Ziban menyelonong masuk ke dalam dan menuju Ruangan Dahlia.Tentu terdapat buntut yang setia mengikuti. Tidak lain tidak bukan ialah Andin seorang.
Sesampainya mereka berdua di depan pintu bertuliskan Ruang Dahlia, Ziban mengetuk pintu.
Tok...tok...tok...
Seorang perempuan membukakan pintu. Andin mengamatinya.
Sudah jelas, dia pasti anggota OSIS yang tengah bertugas di Ruang Dahlia. Dari wajahnya saja, dia sudah terlihat sangat galak.
"Hai Kak Ziban, ada yang bisa saya bantu? Wah siapa yang ada di belakang mu, kak?"
Perempuan itu tersenyum sangat manis. Hal itu membuat dugaan Andin terbukti salah.
"Benar-benar diluar dugaan..."
Tiba-tiba saja, Andin tidak bisa menahan mulutnya untuk tidak berbicara.
Duh kenapa harus keceplosan seperti ini, sih.
"Bisa diam tidak?!" (ucap Ziban)
"Hehe maaf kak."
Ziban tak mempedulikan ucapan Andin. Lalu ia mengajak perempuan itu berbicara.
"Kak Rinta, ini kebon karet. Tadi dia terlambat berangkat." (ucap Ziban)
"Ooh, eh tapi kenapa bisa masuk kak? Biasanya kalau sudah terlambat sedetik saja, kan sangat mustahil untuk masuk ke sekolahan apalagi ke ruangan?" (ucap Rinta)
Rinta memicingkan matanya, berusaha mereka-reka apa yang telah ia lewatkan. Dan tentunya dengan sesekali melihat ke arah Andin.
Apa? Memangnya seketat itu, kah? Ah! Benar-benar tidak bersahabat dengan kebiasaan terlambat ku. Aaaaaaa, kenapa aku harus masuk ke sekolah bak neraka ini si! Mamah, Andin mau pulang saja! Jemput aku mah, tolong.
BERSAMBUNG...
Jangan lupa tinggalkan like untuk setiap episode ya, teman-teman satu planet ❤️. Jangan anggap sebagai bayar parkir yaa, hehe. Anggap saja, sebagai sebuah dukungan dari kalian untuk author amatiran seperti saya. Percayalah, semua kebaikan yang kalian beri, akan mencari-cari kalian suatu saat nanti. 🥰🙏🏿
Setelah Rinta menanyakan kepada Ziban, mengapa Andin dapat masuk ke ruangan padahal sangat terlambat, terlihat Ziban yang membisikkan sesuatu di telinga Rinta. Dan sejurus dengan itu, Rinta pun refleks menganggukkan kepalanya tanda memahami bisikan dari Ziban.
Andin meyakini, sesuatu hal yang dibisikkan Ziban kepada Rinta adalah kalimat-kalimat hinaan seperti,
"Hei kak Rinta, apa kau tidak melihat wajah kebon karet yang menyedihkan itu? Lihatlah wajahnya, yang bahkan bisa membuat semua orang bengkak mata. Atau kemungkinan, tadi dia menggoda pak satpam untuk bisa masuk ke sekolah. Biarkan saja Kak Rinta, nanti kita akan menjadikan dia boneka dan mengerjainya habis-habisan."
Benar-benar menyakitkan kata-katamu togor listrik, hiks.
"Baiklah, ayo masuk ke ruangan. Eh siapa namamu?"
Rinta menanyakan pada Andin dengan menyedakepkan kedua tangannya di depan dadanya.
"Namaku Andin Puspita Arga, panggil saja Andin, Kak Rinta."

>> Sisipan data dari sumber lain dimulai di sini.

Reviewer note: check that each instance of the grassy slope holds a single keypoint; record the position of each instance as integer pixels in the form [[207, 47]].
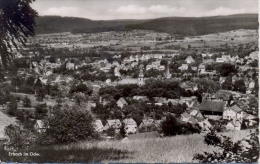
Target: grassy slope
[[171, 149]]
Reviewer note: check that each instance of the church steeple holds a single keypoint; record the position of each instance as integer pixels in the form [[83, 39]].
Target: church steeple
[[141, 75], [167, 74]]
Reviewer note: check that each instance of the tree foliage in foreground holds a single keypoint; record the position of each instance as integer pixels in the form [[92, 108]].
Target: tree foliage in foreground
[[69, 124], [17, 21], [242, 151]]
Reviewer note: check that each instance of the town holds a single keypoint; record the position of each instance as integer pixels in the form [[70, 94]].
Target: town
[[137, 84]]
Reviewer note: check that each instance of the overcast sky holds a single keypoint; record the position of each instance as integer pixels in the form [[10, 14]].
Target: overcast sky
[[143, 9]]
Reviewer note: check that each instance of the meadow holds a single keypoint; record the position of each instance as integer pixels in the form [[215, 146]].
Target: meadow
[[163, 150]]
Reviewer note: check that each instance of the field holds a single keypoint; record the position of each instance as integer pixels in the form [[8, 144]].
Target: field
[[163, 150], [5, 121]]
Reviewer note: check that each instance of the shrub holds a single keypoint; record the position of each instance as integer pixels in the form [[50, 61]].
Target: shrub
[[69, 124], [243, 151]]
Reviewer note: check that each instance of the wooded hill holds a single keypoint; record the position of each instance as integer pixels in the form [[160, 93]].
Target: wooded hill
[[173, 25]]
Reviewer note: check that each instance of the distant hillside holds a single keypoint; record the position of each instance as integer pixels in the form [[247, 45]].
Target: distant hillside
[[199, 26], [173, 25], [56, 24]]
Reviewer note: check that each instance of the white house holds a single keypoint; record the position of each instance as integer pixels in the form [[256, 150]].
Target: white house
[[116, 124], [185, 117], [233, 112], [233, 125], [184, 67], [121, 102], [39, 126], [108, 81], [70, 66], [189, 60], [251, 84], [98, 126], [130, 125]]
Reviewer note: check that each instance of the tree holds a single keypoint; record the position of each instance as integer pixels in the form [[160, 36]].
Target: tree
[[12, 107], [26, 102], [80, 97], [69, 124], [241, 151], [17, 22], [18, 138], [240, 86], [41, 111]]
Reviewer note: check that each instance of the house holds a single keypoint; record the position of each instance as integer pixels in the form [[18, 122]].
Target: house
[[195, 112], [189, 60], [201, 68], [141, 98], [204, 124], [160, 100], [108, 81], [147, 123], [215, 107], [234, 78], [185, 117], [39, 126], [115, 124], [161, 68], [189, 86], [184, 67], [233, 125], [70, 66], [222, 80], [233, 112], [141, 136], [251, 84], [121, 102], [220, 60], [251, 119], [98, 126], [130, 126], [254, 55]]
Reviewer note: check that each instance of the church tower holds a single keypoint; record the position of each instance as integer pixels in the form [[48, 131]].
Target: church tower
[[141, 75], [167, 74]]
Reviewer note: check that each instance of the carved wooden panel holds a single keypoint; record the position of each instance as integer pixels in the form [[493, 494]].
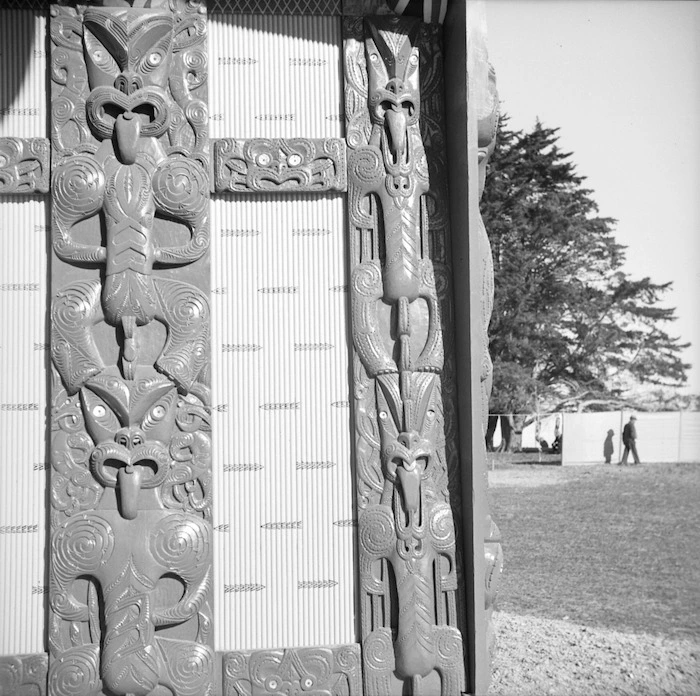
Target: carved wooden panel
[[328, 671], [23, 674], [487, 128], [24, 165], [130, 575], [303, 165], [407, 468]]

"Okey, cepat masuk!" (ucap Rinta tegas)
Andin pun langsung mengikuti Rinta masuk ke ruangan dan sedikit menoleh ke belakang. Dan ternyata Ziban pun pergi meninggalkan Ruangan Dahlia.
Apa! Bisa-bisanya Kak Rinta langsung berubah misterius seperti ini sih, atau jangan-jangan semua penghuni di sekolah ini misterius semua. Aaaaa, kenapa dugaanku selalu salah sih, benar-benar membuat kepalaku pening. Cih!
Andin pun dipersilakan masuk dan disuruh untuk memperkenalkan diri di depan semua siswa baru lainnya. Andin menuruti semua perintahnya. Lalu setelah selesai memperkenalkan dirinya, ia segera duduk. Terlihat hanya bagian kursi di belakang sendiri lah yang kosong. Itupun terdapat satu makhluk yang menghuni, itu artinya Andin harus berbagi tempat duduk semeja berdua dengan makhluk itu.
Ciri-ciri makhluk itu menggunakan seragam putih abu-abu sama sepertiku, tetapi dia sedikit tinggi dan berisi. Makhluk itu perempuan atau laki-laki sih? Kan harus liat ehem-ehem nya dulu baru tau dia laki-laki atau perempuan kan? Eh tunggu! Makhluk itu mempunyai rambut cepak dan tidak memakai kerudung sepertiku. Fiks banget sih dia pasti laki-laki. Hehe.
Lagi-lagi andin mengutuki kegilaannya sendiri dalam memprediksi seseorang. Ia cekikikan sendiri di dalam hatinya.
Kegiatan Andin di hari pertama orientasi selesai. Tentu saja dengan duduk bersebelahan dengan Arif alias Jin Tomang. Yang benar-benar membuat Andin menggelengkan kepalanya berkali-kali karena tingkah konyolnya. Lebih tepatnya tingkahnya yang benar-benar membuat Andin muak.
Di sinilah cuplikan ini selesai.